2.6. Quantitative Determination Assay
Forty-eight hours before the assay HEKT-STE4-1-5 1C cells were seeded into fluorescence-compatible 96-well plates at a density of 1,5 × 105 cells per well. Assays were carried out in phenol red-free DMEM supplemented as described above. Cells were treated with 0,01 mM, 0,1 mM, 1 mM, or 10 mM LiCl or 20 ng/mL, 50 ng/mL, or 100 ng/mL WNT3A protein. The fluorescence intensity was measured in an ELISA reader (Tecan GENios, Männedorf, Switzerland) immediately, 24 h and 48 h after treatment using standard GFP filter sets. Fluorescence measurement was coupled with cell viability assay WST-1 (Roche, Mannheim, Germany) according to manufacturer’s manual. Data were referred to the cell number and normalized to the untreated control. Data are reported as means ± SD of at least three independent experiments with each in triplicate.
2.7. Cell Sorting with MACS System
Fishing of cells with activated Wnt signaling pathway was carried out with the MACS (magnetic activated cell sorting) system using LD columns and μMACS anti-GFP beads which were kindly provided by Miltenyi Biotech, Bergisch Gladbach, Germany.
HEKT-STE4-1-5 cells were partly treated with 5 mM LiCl. Twenty-four hours later cells were counted and cells in single cell suspension were applied for the separation. After centrifugation (1000 rpm for 5 min) supernatant was aspirated completely and cells were suspended in 80 μL of cold MACS buffer (PBS supplemented with 1% BSA and 2 mM EDTA) and suspended with 20 μL anti-GFP beads. After incubation (4°C, 25 min) suspensions were washed by adding 1 mL MACS buffer and centrifugation for 10 min at 300 ×g. Supernatant was aspirated and cells were resuspended in 2 mL MACS buffer.

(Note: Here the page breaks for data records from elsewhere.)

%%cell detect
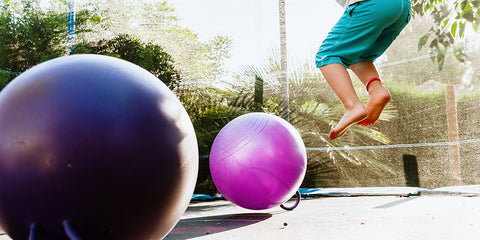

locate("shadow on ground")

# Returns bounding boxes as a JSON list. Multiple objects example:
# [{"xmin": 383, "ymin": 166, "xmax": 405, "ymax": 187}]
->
[{"xmin": 165, "ymin": 213, "xmax": 272, "ymax": 239}]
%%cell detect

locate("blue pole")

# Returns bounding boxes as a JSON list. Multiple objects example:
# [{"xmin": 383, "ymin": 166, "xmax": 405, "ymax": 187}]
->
[{"xmin": 67, "ymin": 0, "xmax": 75, "ymax": 55}]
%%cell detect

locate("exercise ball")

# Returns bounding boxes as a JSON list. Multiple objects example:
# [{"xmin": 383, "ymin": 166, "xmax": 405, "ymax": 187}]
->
[
  {"xmin": 0, "ymin": 54, "xmax": 198, "ymax": 240},
  {"xmin": 209, "ymin": 113, "xmax": 307, "ymax": 210}
]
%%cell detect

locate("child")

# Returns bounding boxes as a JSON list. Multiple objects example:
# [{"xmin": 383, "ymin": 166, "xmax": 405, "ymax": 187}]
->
[{"xmin": 316, "ymin": 0, "xmax": 411, "ymax": 139}]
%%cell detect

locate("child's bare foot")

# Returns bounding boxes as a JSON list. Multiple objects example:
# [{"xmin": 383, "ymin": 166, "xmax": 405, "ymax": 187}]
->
[
  {"xmin": 358, "ymin": 82, "xmax": 391, "ymax": 126},
  {"xmin": 328, "ymin": 104, "xmax": 367, "ymax": 139}
]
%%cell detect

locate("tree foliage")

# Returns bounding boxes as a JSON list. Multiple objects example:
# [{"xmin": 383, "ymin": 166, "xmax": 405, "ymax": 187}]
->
[
  {"xmin": 412, "ymin": 0, "xmax": 480, "ymax": 71},
  {"xmin": 75, "ymin": 35, "xmax": 180, "ymax": 85},
  {"xmin": 0, "ymin": 0, "xmax": 97, "ymax": 75}
]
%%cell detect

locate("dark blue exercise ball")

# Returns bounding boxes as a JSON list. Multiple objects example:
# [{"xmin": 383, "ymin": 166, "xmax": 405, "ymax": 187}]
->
[{"xmin": 0, "ymin": 55, "xmax": 198, "ymax": 240}]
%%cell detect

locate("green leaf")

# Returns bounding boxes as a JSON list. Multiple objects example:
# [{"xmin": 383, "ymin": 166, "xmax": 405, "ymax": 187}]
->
[
  {"xmin": 450, "ymin": 21, "xmax": 458, "ymax": 37},
  {"xmin": 418, "ymin": 34, "xmax": 430, "ymax": 51}
]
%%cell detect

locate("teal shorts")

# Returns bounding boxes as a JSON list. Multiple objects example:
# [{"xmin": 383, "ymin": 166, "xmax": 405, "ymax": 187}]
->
[{"xmin": 315, "ymin": 0, "xmax": 411, "ymax": 68}]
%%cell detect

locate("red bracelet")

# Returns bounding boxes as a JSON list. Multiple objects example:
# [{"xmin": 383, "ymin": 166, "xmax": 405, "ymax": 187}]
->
[{"xmin": 365, "ymin": 77, "xmax": 383, "ymax": 92}]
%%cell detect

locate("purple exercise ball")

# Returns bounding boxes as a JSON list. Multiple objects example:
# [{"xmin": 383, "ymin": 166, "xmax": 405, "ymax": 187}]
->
[
  {"xmin": 0, "ymin": 55, "xmax": 198, "ymax": 240},
  {"xmin": 210, "ymin": 113, "xmax": 307, "ymax": 210}
]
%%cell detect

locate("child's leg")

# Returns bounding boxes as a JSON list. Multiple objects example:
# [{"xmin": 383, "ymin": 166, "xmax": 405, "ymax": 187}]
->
[
  {"xmin": 320, "ymin": 63, "xmax": 367, "ymax": 139},
  {"xmin": 350, "ymin": 61, "xmax": 391, "ymax": 126}
]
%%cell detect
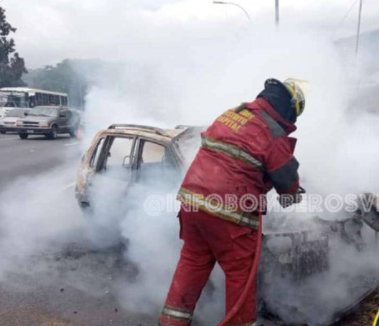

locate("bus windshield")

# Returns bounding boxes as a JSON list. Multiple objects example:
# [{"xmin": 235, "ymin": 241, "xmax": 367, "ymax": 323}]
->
[
  {"xmin": 29, "ymin": 107, "xmax": 58, "ymax": 117},
  {"xmin": 0, "ymin": 92, "xmax": 28, "ymax": 108},
  {"xmin": 5, "ymin": 109, "xmax": 27, "ymax": 118}
]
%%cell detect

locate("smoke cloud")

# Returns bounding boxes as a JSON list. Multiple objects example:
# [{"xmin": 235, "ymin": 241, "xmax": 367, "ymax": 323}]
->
[{"xmin": 0, "ymin": 3, "xmax": 379, "ymax": 325}]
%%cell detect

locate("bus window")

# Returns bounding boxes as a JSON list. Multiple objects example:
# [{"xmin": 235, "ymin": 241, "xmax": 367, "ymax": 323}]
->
[
  {"xmin": 35, "ymin": 93, "xmax": 42, "ymax": 106},
  {"xmin": 42, "ymin": 94, "xmax": 49, "ymax": 105}
]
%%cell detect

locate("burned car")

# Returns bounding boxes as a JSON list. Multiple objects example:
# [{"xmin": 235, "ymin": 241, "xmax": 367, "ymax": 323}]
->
[
  {"xmin": 76, "ymin": 124, "xmax": 201, "ymax": 207},
  {"xmin": 76, "ymin": 124, "xmax": 379, "ymax": 326}
]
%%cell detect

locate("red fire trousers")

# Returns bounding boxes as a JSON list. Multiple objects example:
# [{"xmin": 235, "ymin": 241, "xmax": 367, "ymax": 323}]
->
[{"xmin": 159, "ymin": 209, "xmax": 257, "ymax": 326}]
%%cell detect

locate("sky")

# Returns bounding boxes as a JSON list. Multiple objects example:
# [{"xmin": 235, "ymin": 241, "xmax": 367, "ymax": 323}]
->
[{"xmin": 1, "ymin": 0, "xmax": 379, "ymax": 68}]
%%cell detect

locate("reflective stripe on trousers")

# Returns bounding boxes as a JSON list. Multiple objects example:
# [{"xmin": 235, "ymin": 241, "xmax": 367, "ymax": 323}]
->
[
  {"xmin": 178, "ymin": 187, "xmax": 259, "ymax": 230},
  {"xmin": 159, "ymin": 305, "xmax": 192, "ymax": 326},
  {"xmin": 201, "ymin": 135, "xmax": 264, "ymax": 172}
]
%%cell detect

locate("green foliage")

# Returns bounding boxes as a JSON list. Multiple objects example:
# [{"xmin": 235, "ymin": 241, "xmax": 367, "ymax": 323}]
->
[
  {"xmin": 25, "ymin": 59, "xmax": 88, "ymax": 109},
  {"xmin": 0, "ymin": 7, "xmax": 27, "ymax": 88}
]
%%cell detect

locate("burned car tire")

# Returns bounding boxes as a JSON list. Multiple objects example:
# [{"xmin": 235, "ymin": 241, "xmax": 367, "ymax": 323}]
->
[
  {"xmin": 18, "ymin": 134, "xmax": 29, "ymax": 139},
  {"xmin": 69, "ymin": 127, "xmax": 78, "ymax": 138},
  {"xmin": 47, "ymin": 125, "xmax": 58, "ymax": 139}
]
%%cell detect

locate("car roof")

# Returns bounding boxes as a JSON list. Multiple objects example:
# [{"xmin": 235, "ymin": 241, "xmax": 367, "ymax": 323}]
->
[{"xmin": 100, "ymin": 124, "xmax": 189, "ymax": 142}]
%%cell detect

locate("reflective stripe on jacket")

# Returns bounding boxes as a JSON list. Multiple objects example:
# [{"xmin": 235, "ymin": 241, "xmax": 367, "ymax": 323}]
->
[{"xmin": 182, "ymin": 98, "xmax": 299, "ymax": 227}]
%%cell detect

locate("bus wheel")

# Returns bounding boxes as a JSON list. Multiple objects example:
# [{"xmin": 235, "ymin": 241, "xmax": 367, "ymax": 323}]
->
[{"xmin": 47, "ymin": 125, "xmax": 58, "ymax": 139}]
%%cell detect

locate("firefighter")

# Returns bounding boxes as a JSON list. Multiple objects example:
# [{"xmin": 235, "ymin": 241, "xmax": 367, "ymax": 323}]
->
[{"xmin": 159, "ymin": 79, "xmax": 305, "ymax": 326}]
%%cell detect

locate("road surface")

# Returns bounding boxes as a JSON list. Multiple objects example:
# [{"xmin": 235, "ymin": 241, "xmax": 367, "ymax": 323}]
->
[{"xmin": 0, "ymin": 134, "xmax": 157, "ymax": 326}]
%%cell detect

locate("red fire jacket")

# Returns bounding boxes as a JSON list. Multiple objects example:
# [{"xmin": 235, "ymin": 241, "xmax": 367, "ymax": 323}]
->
[{"xmin": 178, "ymin": 98, "xmax": 299, "ymax": 228}]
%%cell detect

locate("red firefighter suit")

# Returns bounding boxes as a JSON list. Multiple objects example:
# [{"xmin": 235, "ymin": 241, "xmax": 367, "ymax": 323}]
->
[{"xmin": 159, "ymin": 97, "xmax": 299, "ymax": 326}]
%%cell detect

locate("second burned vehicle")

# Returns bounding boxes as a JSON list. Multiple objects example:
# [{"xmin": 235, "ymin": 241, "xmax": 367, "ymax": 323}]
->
[{"xmin": 76, "ymin": 124, "xmax": 379, "ymax": 326}]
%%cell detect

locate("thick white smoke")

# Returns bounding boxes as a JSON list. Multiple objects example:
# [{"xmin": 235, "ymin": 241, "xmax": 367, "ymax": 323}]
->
[
  {"xmin": 0, "ymin": 5, "xmax": 379, "ymax": 322},
  {"xmin": 79, "ymin": 21, "xmax": 379, "ymax": 322}
]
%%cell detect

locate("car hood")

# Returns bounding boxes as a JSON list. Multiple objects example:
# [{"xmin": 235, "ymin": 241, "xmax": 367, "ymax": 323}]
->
[
  {"xmin": 19, "ymin": 116, "xmax": 55, "ymax": 122},
  {"xmin": 2, "ymin": 117, "xmax": 21, "ymax": 123}
]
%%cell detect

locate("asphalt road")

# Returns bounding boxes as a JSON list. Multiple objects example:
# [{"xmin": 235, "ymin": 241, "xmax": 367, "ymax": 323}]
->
[
  {"xmin": 0, "ymin": 134, "xmax": 156, "ymax": 326},
  {"xmin": 0, "ymin": 134, "xmax": 81, "ymax": 191}
]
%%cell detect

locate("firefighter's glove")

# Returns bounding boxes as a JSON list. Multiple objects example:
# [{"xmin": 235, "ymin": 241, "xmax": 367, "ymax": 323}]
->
[{"xmin": 278, "ymin": 187, "xmax": 305, "ymax": 208}]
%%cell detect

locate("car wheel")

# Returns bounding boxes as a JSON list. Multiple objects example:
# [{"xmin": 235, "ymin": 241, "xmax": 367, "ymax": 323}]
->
[
  {"xmin": 69, "ymin": 127, "xmax": 78, "ymax": 138},
  {"xmin": 18, "ymin": 134, "xmax": 29, "ymax": 139},
  {"xmin": 48, "ymin": 125, "xmax": 58, "ymax": 139}
]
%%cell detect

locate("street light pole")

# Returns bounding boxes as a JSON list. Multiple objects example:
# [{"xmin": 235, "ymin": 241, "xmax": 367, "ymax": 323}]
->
[
  {"xmin": 275, "ymin": 0, "xmax": 279, "ymax": 27},
  {"xmin": 213, "ymin": 1, "xmax": 251, "ymax": 22},
  {"xmin": 355, "ymin": 0, "xmax": 363, "ymax": 56}
]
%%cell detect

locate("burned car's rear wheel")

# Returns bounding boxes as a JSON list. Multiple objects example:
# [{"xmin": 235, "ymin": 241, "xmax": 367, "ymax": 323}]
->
[
  {"xmin": 18, "ymin": 134, "xmax": 28, "ymax": 139},
  {"xmin": 47, "ymin": 125, "xmax": 58, "ymax": 139}
]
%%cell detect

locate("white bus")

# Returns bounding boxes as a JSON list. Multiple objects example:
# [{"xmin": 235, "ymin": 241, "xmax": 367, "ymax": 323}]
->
[{"xmin": 0, "ymin": 87, "xmax": 68, "ymax": 118}]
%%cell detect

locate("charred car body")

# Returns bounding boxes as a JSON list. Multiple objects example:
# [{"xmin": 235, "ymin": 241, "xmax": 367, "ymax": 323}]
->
[
  {"xmin": 76, "ymin": 124, "xmax": 199, "ymax": 207},
  {"xmin": 15, "ymin": 106, "xmax": 80, "ymax": 139},
  {"xmin": 76, "ymin": 124, "xmax": 379, "ymax": 326}
]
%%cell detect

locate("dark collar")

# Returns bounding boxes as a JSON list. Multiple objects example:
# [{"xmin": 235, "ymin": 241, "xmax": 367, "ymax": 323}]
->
[{"xmin": 246, "ymin": 97, "xmax": 297, "ymax": 135}]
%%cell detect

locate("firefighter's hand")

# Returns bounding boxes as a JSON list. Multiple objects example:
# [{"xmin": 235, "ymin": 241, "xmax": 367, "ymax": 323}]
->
[{"xmin": 278, "ymin": 187, "xmax": 305, "ymax": 208}]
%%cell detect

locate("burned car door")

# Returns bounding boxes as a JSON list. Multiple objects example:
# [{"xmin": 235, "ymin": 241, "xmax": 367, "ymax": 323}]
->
[
  {"xmin": 90, "ymin": 135, "xmax": 136, "ymax": 201},
  {"xmin": 136, "ymin": 138, "xmax": 180, "ymax": 183}
]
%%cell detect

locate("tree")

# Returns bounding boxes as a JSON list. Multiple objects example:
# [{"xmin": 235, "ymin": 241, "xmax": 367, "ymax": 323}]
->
[
  {"xmin": 25, "ymin": 59, "xmax": 88, "ymax": 109},
  {"xmin": 0, "ymin": 7, "xmax": 27, "ymax": 88}
]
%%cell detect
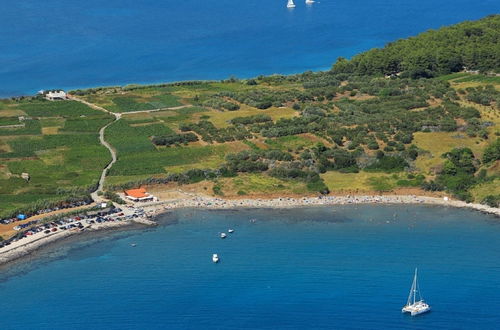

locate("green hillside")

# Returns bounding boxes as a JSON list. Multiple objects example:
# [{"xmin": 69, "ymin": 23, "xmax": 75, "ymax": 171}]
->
[{"xmin": 0, "ymin": 16, "xmax": 500, "ymax": 218}]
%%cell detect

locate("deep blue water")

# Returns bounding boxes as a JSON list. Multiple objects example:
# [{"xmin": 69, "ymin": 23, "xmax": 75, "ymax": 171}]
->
[
  {"xmin": 0, "ymin": 206, "xmax": 500, "ymax": 329},
  {"xmin": 0, "ymin": 0, "xmax": 500, "ymax": 96}
]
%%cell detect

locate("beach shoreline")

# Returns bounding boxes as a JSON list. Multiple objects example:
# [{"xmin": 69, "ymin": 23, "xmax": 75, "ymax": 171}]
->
[{"xmin": 0, "ymin": 195, "xmax": 500, "ymax": 268}]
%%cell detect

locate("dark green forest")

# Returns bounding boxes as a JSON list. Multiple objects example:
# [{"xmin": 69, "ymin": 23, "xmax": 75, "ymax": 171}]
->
[{"xmin": 332, "ymin": 15, "xmax": 500, "ymax": 78}]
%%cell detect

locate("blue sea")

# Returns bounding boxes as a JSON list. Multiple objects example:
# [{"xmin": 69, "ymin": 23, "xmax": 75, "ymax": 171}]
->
[
  {"xmin": 0, "ymin": 205, "xmax": 500, "ymax": 330},
  {"xmin": 0, "ymin": 0, "xmax": 500, "ymax": 97}
]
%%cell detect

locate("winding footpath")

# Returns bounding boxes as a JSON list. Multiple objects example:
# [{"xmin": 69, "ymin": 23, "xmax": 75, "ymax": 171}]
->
[
  {"xmin": 68, "ymin": 94, "xmax": 192, "ymax": 203},
  {"xmin": 68, "ymin": 95, "xmax": 122, "ymax": 203}
]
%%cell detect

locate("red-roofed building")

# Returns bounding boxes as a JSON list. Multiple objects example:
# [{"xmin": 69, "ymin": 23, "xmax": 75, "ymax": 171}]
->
[{"xmin": 125, "ymin": 188, "xmax": 155, "ymax": 202}]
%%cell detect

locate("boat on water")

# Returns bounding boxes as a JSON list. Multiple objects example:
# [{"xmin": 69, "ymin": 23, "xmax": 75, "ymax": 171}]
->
[{"xmin": 401, "ymin": 268, "xmax": 431, "ymax": 316}]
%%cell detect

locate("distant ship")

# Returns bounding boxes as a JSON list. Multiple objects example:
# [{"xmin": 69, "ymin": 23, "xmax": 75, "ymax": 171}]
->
[{"xmin": 401, "ymin": 268, "xmax": 431, "ymax": 316}]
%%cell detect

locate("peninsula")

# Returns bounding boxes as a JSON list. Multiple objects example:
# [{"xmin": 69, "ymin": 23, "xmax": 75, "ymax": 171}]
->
[{"xmin": 0, "ymin": 15, "xmax": 500, "ymax": 260}]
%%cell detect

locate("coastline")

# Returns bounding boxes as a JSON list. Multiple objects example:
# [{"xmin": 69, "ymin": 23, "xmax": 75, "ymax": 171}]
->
[
  {"xmin": 0, "ymin": 195, "xmax": 500, "ymax": 267},
  {"xmin": 141, "ymin": 195, "xmax": 500, "ymax": 217}
]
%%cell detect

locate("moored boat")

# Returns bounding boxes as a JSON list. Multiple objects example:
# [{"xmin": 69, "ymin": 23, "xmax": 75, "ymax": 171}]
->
[{"xmin": 401, "ymin": 268, "xmax": 431, "ymax": 316}]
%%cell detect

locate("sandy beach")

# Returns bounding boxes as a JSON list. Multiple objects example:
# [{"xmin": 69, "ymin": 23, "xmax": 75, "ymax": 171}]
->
[
  {"xmin": 0, "ymin": 194, "xmax": 500, "ymax": 265},
  {"xmin": 141, "ymin": 194, "xmax": 500, "ymax": 216}
]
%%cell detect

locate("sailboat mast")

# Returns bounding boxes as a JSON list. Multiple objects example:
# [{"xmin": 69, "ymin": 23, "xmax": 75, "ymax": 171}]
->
[{"xmin": 413, "ymin": 268, "xmax": 418, "ymax": 303}]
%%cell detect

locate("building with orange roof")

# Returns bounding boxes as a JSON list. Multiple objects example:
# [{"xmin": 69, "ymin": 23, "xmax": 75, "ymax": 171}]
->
[{"xmin": 124, "ymin": 188, "xmax": 155, "ymax": 202}]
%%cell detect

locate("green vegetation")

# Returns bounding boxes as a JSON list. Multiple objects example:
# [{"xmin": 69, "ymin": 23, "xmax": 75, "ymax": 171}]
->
[
  {"xmin": 0, "ymin": 97, "xmax": 112, "ymax": 218},
  {"xmin": 0, "ymin": 15, "xmax": 500, "ymax": 214},
  {"xmin": 333, "ymin": 15, "xmax": 500, "ymax": 78}
]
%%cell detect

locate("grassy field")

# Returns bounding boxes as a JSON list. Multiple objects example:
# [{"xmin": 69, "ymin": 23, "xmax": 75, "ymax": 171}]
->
[
  {"xmin": 321, "ymin": 171, "xmax": 396, "ymax": 193},
  {"xmin": 413, "ymin": 132, "xmax": 488, "ymax": 174},
  {"xmin": 0, "ymin": 100, "xmax": 111, "ymax": 215},
  {"xmin": 216, "ymin": 174, "xmax": 308, "ymax": 197},
  {"xmin": 0, "ymin": 69, "xmax": 500, "ymax": 214}
]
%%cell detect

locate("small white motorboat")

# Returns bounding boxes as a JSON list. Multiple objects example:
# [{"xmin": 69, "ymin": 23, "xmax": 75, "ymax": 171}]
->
[{"xmin": 401, "ymin": 268, "xmax": 431, "ymax": 316}]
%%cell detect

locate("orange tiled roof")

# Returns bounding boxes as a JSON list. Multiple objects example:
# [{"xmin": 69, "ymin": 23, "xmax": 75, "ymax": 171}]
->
[{"xmin": 125, "ymin": 188, "xmax": 149, "ymax": 198}]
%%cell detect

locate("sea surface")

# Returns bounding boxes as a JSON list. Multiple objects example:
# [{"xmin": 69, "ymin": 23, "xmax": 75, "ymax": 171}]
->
[
  {"xmin": 0, "ymin": 205, "xmax": 500, "ymax": 330},
  {"xmin": 0, "ymin": 0, "xmax": 500, "ymax": 97}
]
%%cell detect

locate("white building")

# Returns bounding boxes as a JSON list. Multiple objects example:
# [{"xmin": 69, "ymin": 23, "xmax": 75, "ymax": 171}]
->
[{"xmin": 45, "ymin": 90, "xmax": 67, "ymax": 101}]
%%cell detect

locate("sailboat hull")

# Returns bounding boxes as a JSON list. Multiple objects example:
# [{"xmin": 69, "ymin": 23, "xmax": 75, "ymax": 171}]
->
[{"xmin": 401, "ymin": 301, "xmax": 431, "ymax": 316}]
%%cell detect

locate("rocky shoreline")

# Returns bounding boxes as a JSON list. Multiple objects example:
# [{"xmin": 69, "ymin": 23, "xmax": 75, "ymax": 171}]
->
[{"xmin": 0, "ymin": 195, "xmax": 500, "ymax": 265}]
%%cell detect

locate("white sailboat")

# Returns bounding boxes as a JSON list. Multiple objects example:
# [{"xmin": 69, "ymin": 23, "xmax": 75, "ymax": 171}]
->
[{"xmin": 401, "ymin": 268, "xmax": 431, "ymax": 316}]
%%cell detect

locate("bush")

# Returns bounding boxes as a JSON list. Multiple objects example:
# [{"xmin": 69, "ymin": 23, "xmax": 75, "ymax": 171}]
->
[{"xmin": 481, "ymin": 195, "xmax": 500, "ymax": 207}]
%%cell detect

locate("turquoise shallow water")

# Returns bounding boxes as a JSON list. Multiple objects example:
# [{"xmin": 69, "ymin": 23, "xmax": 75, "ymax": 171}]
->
[
  {"xmin": 0, "ymin": 0, "xmax": 500, "ymax": 97},
  {"xmin": 0, "ymin": 205, "xmax": 500, "ymax": 329}
]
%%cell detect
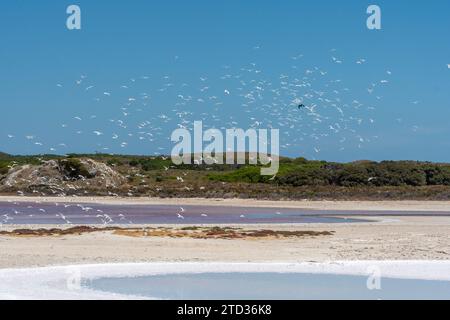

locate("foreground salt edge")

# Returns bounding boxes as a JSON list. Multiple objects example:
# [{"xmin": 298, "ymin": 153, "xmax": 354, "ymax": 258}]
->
[{"xmin": 0, "ymin": 260, "xmax": 450, "ymax": 299}]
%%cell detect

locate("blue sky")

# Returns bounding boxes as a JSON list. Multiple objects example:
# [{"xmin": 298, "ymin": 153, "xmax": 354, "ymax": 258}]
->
[{"xmin": 0, "ymin": 0, "xmax": 450, "ymax": 161}]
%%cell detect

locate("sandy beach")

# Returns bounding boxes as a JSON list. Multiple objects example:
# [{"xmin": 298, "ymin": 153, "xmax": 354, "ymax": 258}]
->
[
  {"xmin": 0, "ymin": 216, "xmax": 450, "ymax": 268},
  {"xmin": 0, "ymin": 197, "xmax": 450, "ymax": 268}
]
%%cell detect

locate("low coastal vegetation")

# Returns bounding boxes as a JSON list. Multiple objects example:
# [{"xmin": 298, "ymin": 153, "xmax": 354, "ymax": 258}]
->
[{"xmin": 0, "ymin": 153, "xmax": 450, "ymax": 200}]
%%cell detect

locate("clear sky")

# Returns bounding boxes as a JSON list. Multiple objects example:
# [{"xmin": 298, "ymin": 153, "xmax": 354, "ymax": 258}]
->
[{"xmin": 0, "ymin": 0, "xmax": 450, "ymax": 162}]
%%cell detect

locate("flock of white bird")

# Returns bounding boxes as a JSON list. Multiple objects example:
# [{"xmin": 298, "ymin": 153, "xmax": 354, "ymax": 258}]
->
[
  {"xmin": 4, "ymin": 46, "xmax": 428, "ymax": 158},
  {"xmin": 0, "ymin": 46, "xmax": 450, "ymax": 224}
]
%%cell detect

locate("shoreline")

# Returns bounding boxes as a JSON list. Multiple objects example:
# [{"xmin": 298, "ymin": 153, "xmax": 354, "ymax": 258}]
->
[
  {"xmin": 0, "ymin": 196, "xmax": 450, "ymax": 212},
  {"xmin": 0, "ymin": 216, "xmax": 450, "ymax": 268}
]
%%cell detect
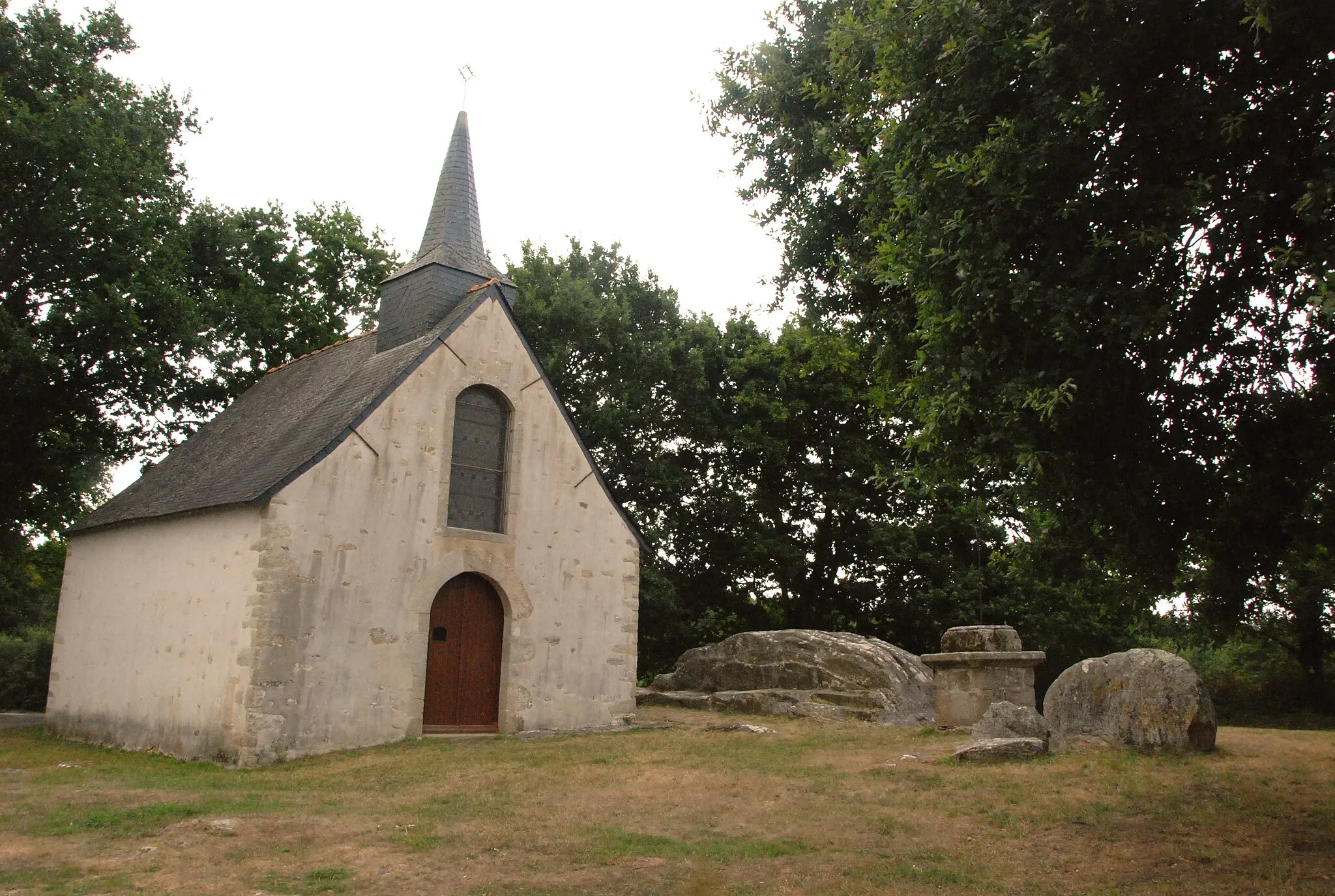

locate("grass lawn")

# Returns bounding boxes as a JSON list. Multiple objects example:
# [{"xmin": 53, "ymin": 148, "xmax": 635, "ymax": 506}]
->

For magnetic separation MACS LD columns were placed in a magnetic field and rinsed with 3 mL MACS buffer for equilibration. The cell suspension was applied onto the column and the unlabeled flowthrough was collected. Columns were washed two times with each 3 mL MACS buffer. For collecting labeled cells the columns were removed from the magnetic field and applied with 5 mL MACS buffer. The cells were flushed out by firmly pushing the plunger into the column. The number of cells in each collected fraction was determined by the use of Neubauer counting chamber. The first flowthrough and the labeled fraction were seeded out in a cell flask and cultivated as described. Cell viability and fluorescence were observed every 24 hours after separation up to 3 days.
3.1. Generation of Stably Transfected Cells
The cloned inserts for both pDis-STE4-1-5 and pDisplay-eGFP plasmids were sequenced (GATC, Heidelberg, Germany). Figure 1 shows the vector map (a) and the sequence cutout from origin of replication to eGFP start codon (b) of the vector pDis-STE4-1-5.
In order to test the Wnt pathway reactivity both plasmids were stably transfected into HEK293T cells. Clones were characterized due to their Wnt responsiveness by applying LiCl to the clones and monitoring the increase in the fluorescence signal via microscopic analysis. The final stably transfected clones were named HEKT-STE4-1-5 1C and HEKT-eGFPA1. Transfection success was checked by PCR of the eGFP sequence (data not shown). The morphology of the new cell lines is the same as the originals except for the fluorescent signal localized to the membrane.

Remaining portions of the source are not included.